The Knesset Corpus is a significant linguistic resource for Modern Hebrew, containing over 30 million sentences from plenary and committee protocols (1992–2024). However, the corpus currently faces an accessibility gap: the original Kibana-based interface is no longer operational. While the corpus is available on Hugging Face, it is primarily distributed in raw or partially processed formats that require advanced programming skills to navigate. This project proposes bridging this gap by processing the Committees section – a more linguistically diverse and spontaneous subset of the corpus – and migrating it to Sketch Engine.
The corpus will be enriched with two layers of data: linguistic and socio-political. The linguistic layer is produced using state-of-the-art Hebrew NLP via HebPipe, which provides improved morphological and syntactic analysis compared to earlier models:
• Morphological and syntactic analysis: tokenization, lemmatization, POS tagging, and morphological features, along with UD dependency relations (e.g., nsubj, obj, root) to capture "who did what to whom."

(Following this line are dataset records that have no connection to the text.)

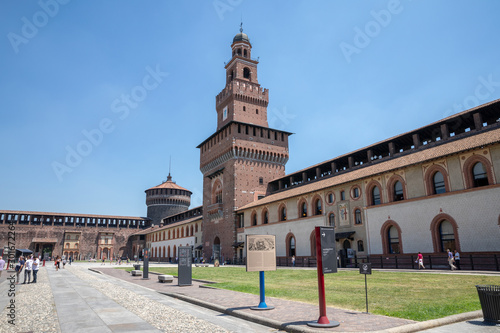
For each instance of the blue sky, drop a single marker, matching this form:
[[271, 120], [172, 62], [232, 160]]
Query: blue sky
[[96, 96]]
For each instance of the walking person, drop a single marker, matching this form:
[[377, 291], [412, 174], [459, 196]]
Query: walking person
[[57, 263], [2, 265], [420, 261], [451, 260], [19, 268], [36, 266], [28, 267], [457, 259]]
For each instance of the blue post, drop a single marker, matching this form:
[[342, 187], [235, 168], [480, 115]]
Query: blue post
[[262, 304]]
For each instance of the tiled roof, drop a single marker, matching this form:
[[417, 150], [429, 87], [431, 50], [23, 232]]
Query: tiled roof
[[456, 115], [156, 228], [470, 142], [169, 184], [24, 212], [44, 240]]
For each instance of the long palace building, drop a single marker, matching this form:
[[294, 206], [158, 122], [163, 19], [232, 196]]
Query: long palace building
[[427, 190]]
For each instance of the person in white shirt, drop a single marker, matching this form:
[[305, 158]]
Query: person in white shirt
[[28, 267], [2, 265], [36, 264]]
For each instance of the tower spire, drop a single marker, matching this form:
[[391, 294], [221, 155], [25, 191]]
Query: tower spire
[[169, 178]]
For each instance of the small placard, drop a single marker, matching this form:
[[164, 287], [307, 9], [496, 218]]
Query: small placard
[[365, 268], [328, 253]]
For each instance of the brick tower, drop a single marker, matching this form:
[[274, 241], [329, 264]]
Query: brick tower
[[242, 156], [166, 199]]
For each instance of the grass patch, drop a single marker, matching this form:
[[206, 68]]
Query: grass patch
[[415, 296]]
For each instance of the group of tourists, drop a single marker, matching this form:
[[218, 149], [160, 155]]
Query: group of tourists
[[30, 264]]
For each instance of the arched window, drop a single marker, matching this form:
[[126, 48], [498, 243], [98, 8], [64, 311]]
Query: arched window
[[361, 247], [478, 171], [331, 220], [398, 191], [329, 198], [446, 236], [393, 237], [357, 216], [438, 184], [217, 192], [246, 73], [376, 196], [312, 241], [318, 208], [303, 209], [479, 175], [282, 213], [291, 246], [355, 192]]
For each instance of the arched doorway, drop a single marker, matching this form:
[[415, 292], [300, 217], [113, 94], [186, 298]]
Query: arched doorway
[[47, 251], [216, 249], [105, 253]]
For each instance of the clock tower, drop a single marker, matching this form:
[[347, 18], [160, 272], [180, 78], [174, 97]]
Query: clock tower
[[242, 156]]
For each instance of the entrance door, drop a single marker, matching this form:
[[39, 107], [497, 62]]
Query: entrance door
[[47, 251], [216, 249]]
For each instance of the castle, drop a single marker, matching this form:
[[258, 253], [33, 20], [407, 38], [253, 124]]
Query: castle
[[426, 190]]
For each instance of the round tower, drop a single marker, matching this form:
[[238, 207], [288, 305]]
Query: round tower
[[166, 199]]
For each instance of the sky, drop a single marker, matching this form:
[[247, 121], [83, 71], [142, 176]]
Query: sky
[[100, 99]]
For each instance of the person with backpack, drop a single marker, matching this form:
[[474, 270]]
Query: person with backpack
[[28, 268], [19, 268]]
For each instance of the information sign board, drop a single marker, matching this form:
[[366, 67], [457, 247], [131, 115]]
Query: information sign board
[[184, 267], [328, 253], [261, 253], [365, 268]]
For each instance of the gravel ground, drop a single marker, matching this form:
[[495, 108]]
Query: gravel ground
[[35, 308], [159, 315]]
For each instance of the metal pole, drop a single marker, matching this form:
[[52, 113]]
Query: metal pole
[[262, 305], [262, 286], [366, 293]]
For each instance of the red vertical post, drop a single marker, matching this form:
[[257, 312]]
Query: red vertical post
[[321, 281], [323, 321]]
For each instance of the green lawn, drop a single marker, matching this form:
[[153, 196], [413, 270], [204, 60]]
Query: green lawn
[[415, 296]]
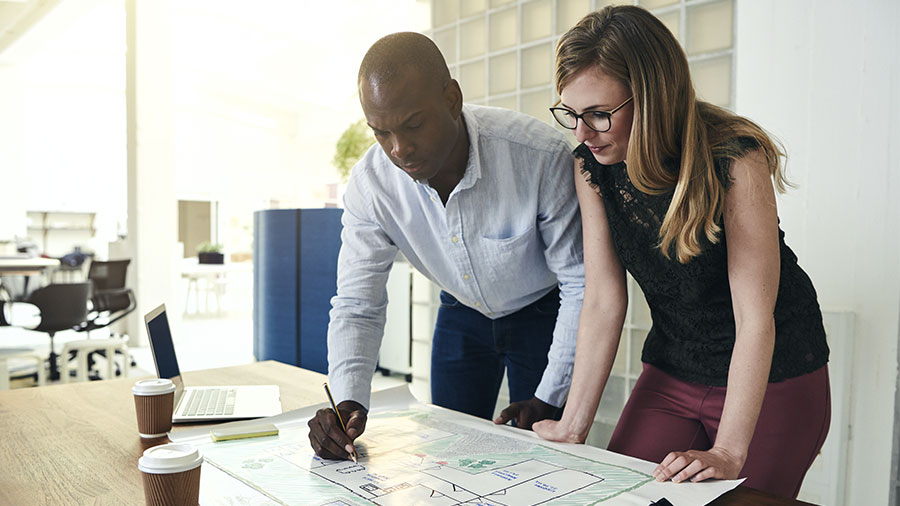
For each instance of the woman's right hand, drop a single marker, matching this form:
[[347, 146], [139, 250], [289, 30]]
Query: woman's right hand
[[551, 430]]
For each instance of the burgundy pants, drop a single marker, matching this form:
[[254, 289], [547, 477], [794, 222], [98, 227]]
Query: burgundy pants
[[666, 414]]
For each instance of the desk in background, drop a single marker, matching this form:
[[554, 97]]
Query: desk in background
[[24, 266], [78, 443], [214, 277]]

• Socio-political metadata: Each utterance will be linked to person and faction objects in the Knesset database, preserving attributes such as gender, faction affiliation, coalition/opposition status, and political orientation (e.g., Left, Right, Arab, Ultra-Orthodox).
The annotated data will then be compiled into the Sketch Engine platform, which is accessible to researchers without specialized technical skills. This infrastructure supports searches for complex patterns, such as finding all instances where female opposition members use the hedging expression נראה לי ("it seems to me") in a committee meeting.

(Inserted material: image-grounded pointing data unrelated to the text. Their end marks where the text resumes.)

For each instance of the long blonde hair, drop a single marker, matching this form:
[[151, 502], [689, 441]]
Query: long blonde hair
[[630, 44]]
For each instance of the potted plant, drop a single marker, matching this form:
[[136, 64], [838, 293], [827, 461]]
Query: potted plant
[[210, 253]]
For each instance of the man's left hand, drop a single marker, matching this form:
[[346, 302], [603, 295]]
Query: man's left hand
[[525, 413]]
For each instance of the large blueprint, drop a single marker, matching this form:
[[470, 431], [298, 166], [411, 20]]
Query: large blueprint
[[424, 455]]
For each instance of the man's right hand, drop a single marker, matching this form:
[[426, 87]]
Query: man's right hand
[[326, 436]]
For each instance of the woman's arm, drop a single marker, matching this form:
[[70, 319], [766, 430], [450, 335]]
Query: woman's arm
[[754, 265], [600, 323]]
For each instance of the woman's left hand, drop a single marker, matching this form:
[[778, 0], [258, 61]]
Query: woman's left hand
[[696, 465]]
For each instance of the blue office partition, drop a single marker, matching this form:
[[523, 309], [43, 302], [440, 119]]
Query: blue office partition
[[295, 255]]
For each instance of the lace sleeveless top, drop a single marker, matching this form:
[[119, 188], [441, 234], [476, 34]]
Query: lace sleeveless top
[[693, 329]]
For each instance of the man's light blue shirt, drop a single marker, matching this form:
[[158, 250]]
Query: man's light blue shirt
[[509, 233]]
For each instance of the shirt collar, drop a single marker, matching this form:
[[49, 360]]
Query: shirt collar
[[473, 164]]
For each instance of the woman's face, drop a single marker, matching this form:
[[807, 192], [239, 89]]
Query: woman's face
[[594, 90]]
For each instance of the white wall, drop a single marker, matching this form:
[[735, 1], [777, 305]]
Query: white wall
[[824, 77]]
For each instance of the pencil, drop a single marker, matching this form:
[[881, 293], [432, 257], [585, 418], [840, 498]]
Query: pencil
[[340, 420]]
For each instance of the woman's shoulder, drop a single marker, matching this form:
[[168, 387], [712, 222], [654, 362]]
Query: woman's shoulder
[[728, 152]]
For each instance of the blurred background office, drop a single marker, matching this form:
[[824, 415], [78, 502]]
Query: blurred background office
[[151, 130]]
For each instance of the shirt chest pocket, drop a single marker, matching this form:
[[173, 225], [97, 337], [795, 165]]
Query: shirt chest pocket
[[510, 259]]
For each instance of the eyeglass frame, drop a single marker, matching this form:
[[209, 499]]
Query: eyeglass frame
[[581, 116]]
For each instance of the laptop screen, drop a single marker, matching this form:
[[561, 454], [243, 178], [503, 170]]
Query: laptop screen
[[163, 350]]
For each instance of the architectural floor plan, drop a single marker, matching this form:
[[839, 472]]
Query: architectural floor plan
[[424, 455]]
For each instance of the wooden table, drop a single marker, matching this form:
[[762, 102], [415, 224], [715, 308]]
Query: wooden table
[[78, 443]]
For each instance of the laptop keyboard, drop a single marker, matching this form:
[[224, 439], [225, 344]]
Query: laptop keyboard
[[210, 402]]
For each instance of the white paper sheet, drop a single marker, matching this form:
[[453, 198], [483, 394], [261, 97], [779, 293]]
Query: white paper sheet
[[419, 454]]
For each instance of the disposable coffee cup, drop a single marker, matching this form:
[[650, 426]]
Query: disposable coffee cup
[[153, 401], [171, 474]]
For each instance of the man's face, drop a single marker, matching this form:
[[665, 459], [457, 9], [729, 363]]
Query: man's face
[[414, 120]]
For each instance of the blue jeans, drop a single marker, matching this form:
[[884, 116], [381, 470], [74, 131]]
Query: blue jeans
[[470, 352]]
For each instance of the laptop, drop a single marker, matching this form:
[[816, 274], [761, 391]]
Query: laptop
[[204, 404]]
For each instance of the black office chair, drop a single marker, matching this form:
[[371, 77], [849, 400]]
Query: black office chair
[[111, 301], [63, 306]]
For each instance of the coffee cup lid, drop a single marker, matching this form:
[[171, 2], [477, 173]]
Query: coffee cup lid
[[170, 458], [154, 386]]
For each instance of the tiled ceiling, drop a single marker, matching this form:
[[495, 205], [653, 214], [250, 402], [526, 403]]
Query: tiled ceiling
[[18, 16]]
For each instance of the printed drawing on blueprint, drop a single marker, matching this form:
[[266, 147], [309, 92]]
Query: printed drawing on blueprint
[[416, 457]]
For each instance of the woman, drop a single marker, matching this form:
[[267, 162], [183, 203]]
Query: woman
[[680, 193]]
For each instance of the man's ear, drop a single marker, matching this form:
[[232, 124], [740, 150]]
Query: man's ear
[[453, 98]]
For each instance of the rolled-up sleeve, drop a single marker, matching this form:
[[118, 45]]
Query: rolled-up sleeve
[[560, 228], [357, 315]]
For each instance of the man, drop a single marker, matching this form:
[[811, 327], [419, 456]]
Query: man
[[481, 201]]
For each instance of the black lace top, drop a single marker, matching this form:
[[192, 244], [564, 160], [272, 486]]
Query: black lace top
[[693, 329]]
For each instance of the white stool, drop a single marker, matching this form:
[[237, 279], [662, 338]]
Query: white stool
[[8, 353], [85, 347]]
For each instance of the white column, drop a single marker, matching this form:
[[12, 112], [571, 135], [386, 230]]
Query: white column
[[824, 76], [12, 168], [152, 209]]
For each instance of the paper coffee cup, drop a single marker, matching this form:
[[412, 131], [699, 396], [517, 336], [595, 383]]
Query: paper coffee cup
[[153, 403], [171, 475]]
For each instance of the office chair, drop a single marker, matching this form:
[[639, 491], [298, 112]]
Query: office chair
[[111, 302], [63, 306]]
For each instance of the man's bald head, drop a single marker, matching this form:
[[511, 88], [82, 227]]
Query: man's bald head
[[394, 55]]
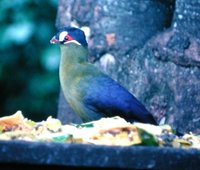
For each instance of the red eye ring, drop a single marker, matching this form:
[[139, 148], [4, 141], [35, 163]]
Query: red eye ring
[[68, 38]]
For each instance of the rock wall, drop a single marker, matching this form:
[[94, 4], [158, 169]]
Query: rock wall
[[151, 47]]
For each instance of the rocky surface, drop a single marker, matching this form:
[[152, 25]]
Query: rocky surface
[[150, 47], [34, 155]]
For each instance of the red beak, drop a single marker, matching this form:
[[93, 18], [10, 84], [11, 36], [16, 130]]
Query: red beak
[[54, 40]]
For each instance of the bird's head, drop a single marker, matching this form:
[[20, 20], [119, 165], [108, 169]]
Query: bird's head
[[68, 35]]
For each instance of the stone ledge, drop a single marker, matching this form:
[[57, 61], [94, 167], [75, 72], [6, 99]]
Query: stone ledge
[[85, 155]]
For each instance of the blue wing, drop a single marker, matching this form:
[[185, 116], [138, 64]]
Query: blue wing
[[106, 96]]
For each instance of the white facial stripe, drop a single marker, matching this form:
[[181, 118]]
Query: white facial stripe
[[62, 35], [72, 41]]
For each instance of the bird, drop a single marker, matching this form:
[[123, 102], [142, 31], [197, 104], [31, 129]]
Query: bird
[[91, 93]]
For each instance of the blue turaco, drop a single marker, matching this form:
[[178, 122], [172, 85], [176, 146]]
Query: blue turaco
[[91, 93]]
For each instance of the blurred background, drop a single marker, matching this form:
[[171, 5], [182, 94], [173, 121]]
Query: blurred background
[[28, 62]]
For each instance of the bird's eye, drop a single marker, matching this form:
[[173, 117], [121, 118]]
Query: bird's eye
[[66, 38]]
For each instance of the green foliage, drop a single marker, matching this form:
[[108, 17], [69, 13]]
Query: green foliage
[[28, 62]]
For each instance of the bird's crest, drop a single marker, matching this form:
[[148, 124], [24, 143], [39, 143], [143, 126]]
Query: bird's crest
[[70, 35]]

The project will result in a publicly available, linguistically annotated committee corpus tailored for researchers in various disciplines, including:
• Linguistics: For researchers studying morphosyntactic variation, lexical change, register, and interactional features. Because the committee protocols are comparatively less scripted, they also offer a rare window into speech-like Hebrew in an institutional setting, making it possible to investigate discourse markers, turn-taking phenomena, repairs, and stance constructions.
• Social Sciences: Parliamentary corpora are key infrastructure for political science and communication research, enabling large-scale, time-resolved study of institutions through authentic debate records. Preparing this subcorpus as a clean, queryable resource supports central social-science workflows: diachronic analyses across parliamentary terms, comparisons between politically meaningful groups (e.g., coalition vs. opposition), and committee-level contrasts grounded in protocol metadata. Alignment with Parla-CLARIN/ParlaMint further supports interoperability and cross-national comparison with established parliamentary datasets.